Five years ago, Warner had an excellent animated film on its hands — “The Iron Giant.” If you haven’t seen it, you really should. No, it’s not the greatest animated movie ever made, but it’s a warm, funny, solid film. (It’s an anti-gun movie that even gun nuts like myself can love).
“The Iron Giant” received fabulous reviews, but tanked at the box office when Warner Brothers refused to promote it. The suits at Warner Brothers never believed in the film, and let it die a quick death in theaters. In typical Hollywood fashion, the blame was laid at the feed of director Brad Bird.
Fast forward to 2004, and Warner Brothers decides it absolutely must recreate a Christmas version of the $130+ million “Final Fantasy” disaster. So they take a 29 page children’s book, throw more than $150 million at it, and bring on big Hollywood star Tom Hanks.

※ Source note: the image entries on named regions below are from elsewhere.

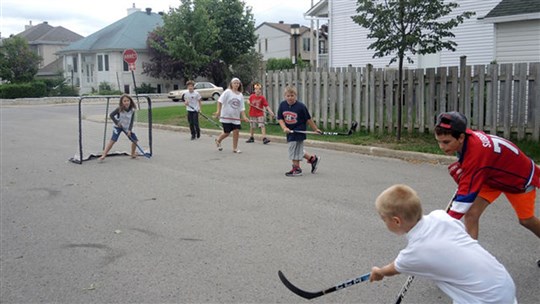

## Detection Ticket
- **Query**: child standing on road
[277,86,321,176]
[246,83,274,145]
[370,185,517,304]
[435,112,540,239]
[214,78,249,153]
[99,94,138,160]
[182,80,202,140]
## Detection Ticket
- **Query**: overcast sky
[0,0,318,38]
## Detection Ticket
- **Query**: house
[16,21,84,78]
[255,21,311,66]
[305,0,540,68]
[59,8,175,94]
[483,0,540,63]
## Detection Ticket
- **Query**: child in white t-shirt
[370,185,517,304]
[214,77,249,153]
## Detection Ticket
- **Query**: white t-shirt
[218,89,246,125]
[394,210,516,304]
[184,91,202,112]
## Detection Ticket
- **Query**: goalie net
[69,96,152,164]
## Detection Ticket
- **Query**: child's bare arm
[307,119,321,133]
[369,262,399,282]
[214,101,221,118]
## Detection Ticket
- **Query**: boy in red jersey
[246,83,274,145]
[435,112,540,239]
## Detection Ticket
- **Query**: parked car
[167,82,223,101]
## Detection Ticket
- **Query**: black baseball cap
[435,111,467,133]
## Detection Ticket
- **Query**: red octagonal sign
[123,49,137,64]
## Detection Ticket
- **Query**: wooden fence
[260,59,540,141]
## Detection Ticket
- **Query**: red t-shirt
[449,130,540,219]
[249,94,268,117]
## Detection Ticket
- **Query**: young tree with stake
[351,0,475,140]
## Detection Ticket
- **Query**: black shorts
[221,122,242,134]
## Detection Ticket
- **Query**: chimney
[24,20,33,31]
[127,3,141,16]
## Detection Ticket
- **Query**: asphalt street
[0,105,540,304]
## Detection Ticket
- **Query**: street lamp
[291,23,300,67]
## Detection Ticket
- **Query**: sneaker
[285,167,302,176]
[311,155,321,173]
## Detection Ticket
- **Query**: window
[98,55,103,72]
[302,37,311,52]
[98,55,109,72]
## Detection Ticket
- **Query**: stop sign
[123,49,137,64]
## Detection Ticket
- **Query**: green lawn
[139,104,540,163]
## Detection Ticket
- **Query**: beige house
[16,21,84,77]
[255,21,312,66]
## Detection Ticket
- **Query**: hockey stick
[396,190,457,304]
[122,128,152,158]
[278,270,370,300]
[291,120,358,136]
[188,105,221,128]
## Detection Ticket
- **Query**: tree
[143,28,184,79]
[232,49,263,88]
[143,0,257,84]
[208,0,257,65]
[160,0,219,79]
[0,36,42,83]
[351,0,475,140]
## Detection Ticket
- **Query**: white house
[305,0,540,68]
[483,0,540,63]
[255,21,311,61]
[59,8,174,94]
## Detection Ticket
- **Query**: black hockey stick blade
[188,105,221,128]
[348,120,358,135]
[122,129,152,158]
[278,270,370,300]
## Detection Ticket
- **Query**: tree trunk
[396,54,403,141]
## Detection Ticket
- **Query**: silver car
[167,82,223,101]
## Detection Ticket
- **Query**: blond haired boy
[370,184,517,304]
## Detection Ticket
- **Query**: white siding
[329,0,500,67]
[495,20,540,63]
[255,25,291,60]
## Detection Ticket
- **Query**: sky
[0,0,318,38]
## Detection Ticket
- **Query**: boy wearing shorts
[370,185,517,304]
[435,112,540,239]
[277,86,322,176]
[246,83,274,145]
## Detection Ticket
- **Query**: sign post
[122,49,139,103]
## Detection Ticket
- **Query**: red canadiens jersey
[449,130,540,219]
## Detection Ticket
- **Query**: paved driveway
[0,105,540,303]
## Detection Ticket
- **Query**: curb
[86,117,456,165]
[152,124,456,165]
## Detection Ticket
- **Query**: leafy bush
[135,82,157,94]
[96,81,122,95]
[0,81,47,99]
[266,55,309,71]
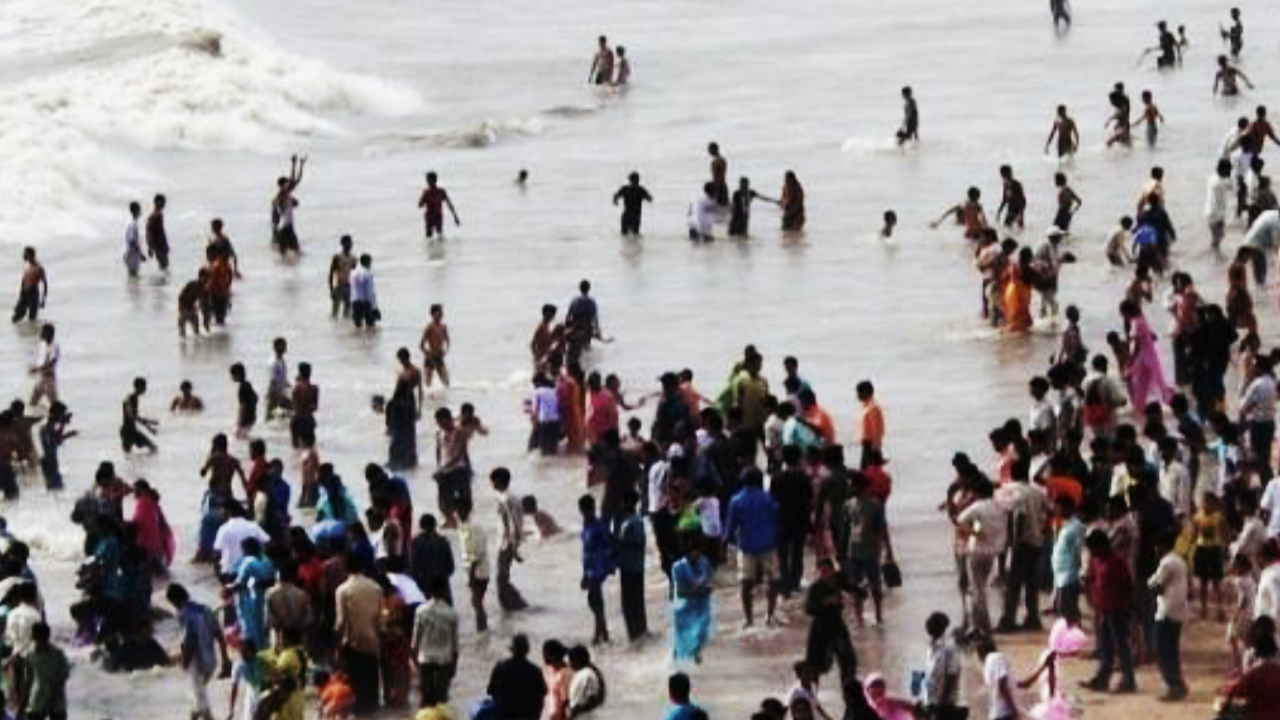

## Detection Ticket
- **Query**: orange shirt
[859,400,884,450]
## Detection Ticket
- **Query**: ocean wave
[0,0,421,241]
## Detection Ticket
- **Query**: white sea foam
[0,0,421,242]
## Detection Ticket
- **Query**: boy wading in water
[417,172,462,240]
[419,305,449,387]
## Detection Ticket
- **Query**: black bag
[881,559,902,588]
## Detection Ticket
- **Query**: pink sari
[133,492,174,568]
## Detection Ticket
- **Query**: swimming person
[613,172,653,236]
[417,172,460,240]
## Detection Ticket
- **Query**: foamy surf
[0,0,421,243]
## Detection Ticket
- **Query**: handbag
[881,557,902,588]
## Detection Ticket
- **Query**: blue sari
[671,557,714,662]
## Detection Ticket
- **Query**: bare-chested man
[419,305,449,387]
[146,195,169,272]
[586,35,613,85]
[13,247,49,323]
[1044,105,1080,160]
[417,172,462,240]
[329,234,357,318]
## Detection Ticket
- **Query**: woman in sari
[1005,247,1034,333]
[1120,300,1174,407]
[133,480,173,574]
[556,363,586,455]
[385,380,417,470]
[778,170,805,232]
[671,532,714,664]
[378,575,410,707]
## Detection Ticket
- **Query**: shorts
[737,550,778,584]
[845,557,883,591]
[1192,547,1226,580]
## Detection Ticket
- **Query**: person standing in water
[613,170,653,237]
[586,35,613,85]
[124,202,147,278]
[1213,55,1253,97]
[897,87,920,147]
[271,155,307,255]
[329,234,360,318]
[417,172,463,240]
[146,195,169,272]
[996,165,1027,229]
[728,178,778,237]
[707,142,728,208]
[1138,90,1165,147]
[13,247,49,323]
[1044,105,1080,160]
[419,304,451,387]
[778,170,805,232]
[613,45,631,88]
[1217,8,1244,60]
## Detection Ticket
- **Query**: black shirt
[489,657,547,720]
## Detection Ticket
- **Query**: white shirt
[1244,210,1280,250]
[1147,552,1187,623]
[387,573,426,606]
[1253,564,1280,620]
[1160,460,1192,515]
[214,518,271,575]
[351,265,378,307]
[1204,173,1235,223]
[982,652,1015,720]
[689,196,721,237]
[956,498,1009,555]
[266,356,289,392]
[33,341,63,379]
[4,603,44,656]
[1258,478,1280,538]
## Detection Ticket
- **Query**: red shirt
[1226,662,1280,720]
[1088,552,1133,612]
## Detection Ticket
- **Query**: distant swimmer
[613,45,631,88]
[124,202,147,278]
[1103,82,1133,147]
[146,195,169,272]
[728,178,778,237]
[1048,0,1071,27]
[1053,173,1084,232]
[417,171,460,240]
[419,304,451,387]
[1139,20,1183,70]
[1044,105,1080,160]
[897,87,920,146]
[687,182,723,242]
[707,142,728,208]
[1213,55,1253,97]
[996,165,1027,229]
[778,170,805,232]
[1217,8,1244,60]
[586,35,613,85]
[1138,90,1165,147]
[613,172,653,236]
[271,155,307,255]
[929,187,987,241]
[329,234,360,318]
[881,210,897,240]
[13,247,49,323]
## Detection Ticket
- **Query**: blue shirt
[581,520,613,584]
[667,702,699,720]
[1053,518,1084,588]
[618,514,645,573]
[724,486,778,555]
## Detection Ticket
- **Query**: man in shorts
[417,172,462,240]
[724,466,780,628]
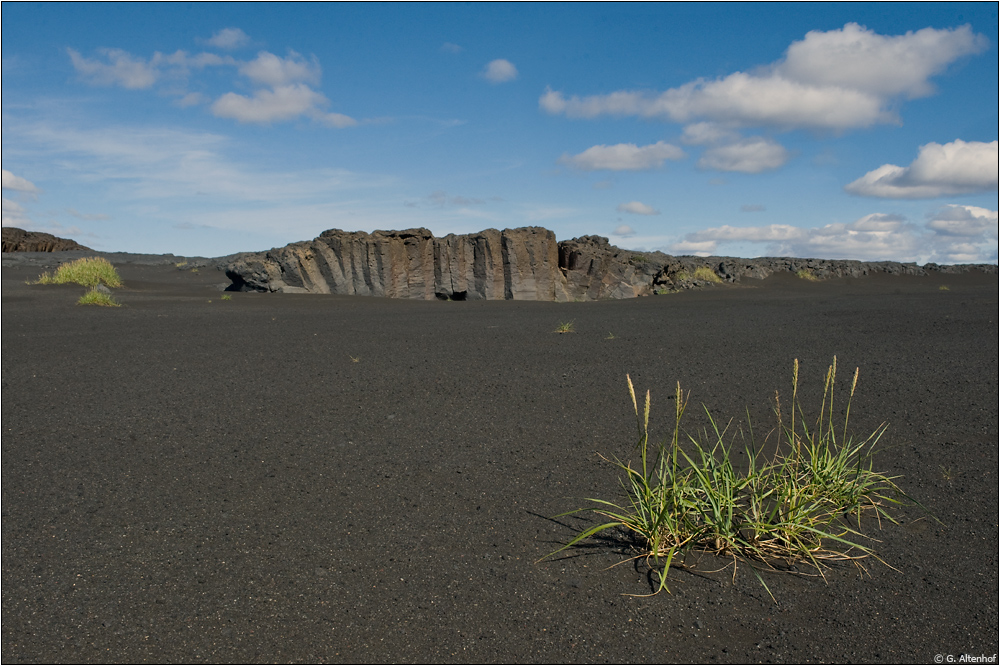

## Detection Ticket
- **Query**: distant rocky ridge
[3,227,90,252]
[225,227,997,301]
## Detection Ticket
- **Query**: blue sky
[2,2,998,263]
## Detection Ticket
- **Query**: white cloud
[844,139,998,199]
[681,122,740,146]
[559,141,685,171]
[776,23,989,98]
[539,23,988,130]
[205,28,250,49]
[66,49,159,90]
[240,51,322,88]
[174,93,208,109]
[670,206,997,263]
[615,201,660,215]
[212,83,326,124]
[927,205,997,238]
[698,136,791,173]
[0,169,41,195]
[310,110,358,129]
[481,58,517,83]
[67,45,358,128]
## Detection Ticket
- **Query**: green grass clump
[691,266,722,282]
[543,358,909,598]
[795,268,819,282]
[76,287,122,308]
[35,257,122,287]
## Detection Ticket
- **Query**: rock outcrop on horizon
[3,227,90,252]
[226,227,997,301]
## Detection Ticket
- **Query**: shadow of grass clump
[543,357,924,599]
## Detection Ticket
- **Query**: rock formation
[226,227,569,301]
[227,227,997,301]
[3,227,90,252]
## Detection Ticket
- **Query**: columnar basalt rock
[226,227,569,301]
[3,227,90,252]
[226,227,997,301]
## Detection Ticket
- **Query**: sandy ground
[2,265,998,664]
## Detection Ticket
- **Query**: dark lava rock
[3,227,90,252]
[226,227,997,301]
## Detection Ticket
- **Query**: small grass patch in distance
[795,268,819,282]
[542,357,923,599]
[76,287,122,308]
[35,257,122,287]
[691,266,722,283]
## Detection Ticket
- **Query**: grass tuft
[542,358,919,599]
[795,268,819,282]
[76,287,122,308]
[35,257,122,287]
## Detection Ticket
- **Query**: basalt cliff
[226,227,997,301]
[3,227,90,252]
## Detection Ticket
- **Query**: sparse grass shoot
[543,358,919,598]
[35,257,122,287]
[76,287,122,308]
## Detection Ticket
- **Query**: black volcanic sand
[2,265,998,663]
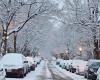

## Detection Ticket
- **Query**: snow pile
[6,61,45,80]
[52,63,87,80]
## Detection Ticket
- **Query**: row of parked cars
[0,53,42,80]
[56,59,100,80]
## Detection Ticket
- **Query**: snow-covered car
[26,57,36,71]
[0,66,6,80]
[26,57,32,72]
[72,60,87,75]
[69,60,82,73]
[65,60,72,71]
[97,68,100,80]
[1,53,28,78]
[70,60,87,75]
[84,60,100,80]
[34,56,42,65]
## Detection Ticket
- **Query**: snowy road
[6,61,86,80]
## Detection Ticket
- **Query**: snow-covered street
[6,60,87,80]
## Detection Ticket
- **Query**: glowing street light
[79,47,83,55]
[79,47,83,52]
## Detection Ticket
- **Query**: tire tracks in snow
[48,63,73,80]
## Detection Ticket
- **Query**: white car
[0,66,6,80]
[1,53,28,78]
[71,60,87,75]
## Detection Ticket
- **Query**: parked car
[65,60,72,71]
[84,60,100,80]
[26,57,36,71]
[96,68,100,80]
[56,59,62,65]
[0,66,6,80]
[34,56,42,65]
[72,60,87,75]
[26,57,32,72]
[1,53,28,78]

When to release this disaster-in-the-making. Why not release it the week after “The Incredibles,” because Brad Bird is back directing that film for Pixar and the suits just know that he can’t deliver blockbuster performance.
And, of course, “The Incredibles” kicks sand in the face of the puny “Polar Express.”
It’s kind of funny because now there are the inevitable stories about Warner Brothers executives trying to figure out what went wrong. Reminds me about stories earlier this month that Creative Labs really wants to challenge the dominance of Apple’s iPod in the MP3 player market. How does Creative plan to do this? With a multi-million advertising campaign.
Well, of course, if you want to beat Apple you’d want to waste all of your money on an advertising campaign rather than trying to create a product that is as good as or better than the iPod. Focusing on turning out high quality products as Pixar and Apple do wouldn’t make much sense when you’ve got marketing and Hollywood stars in your camp!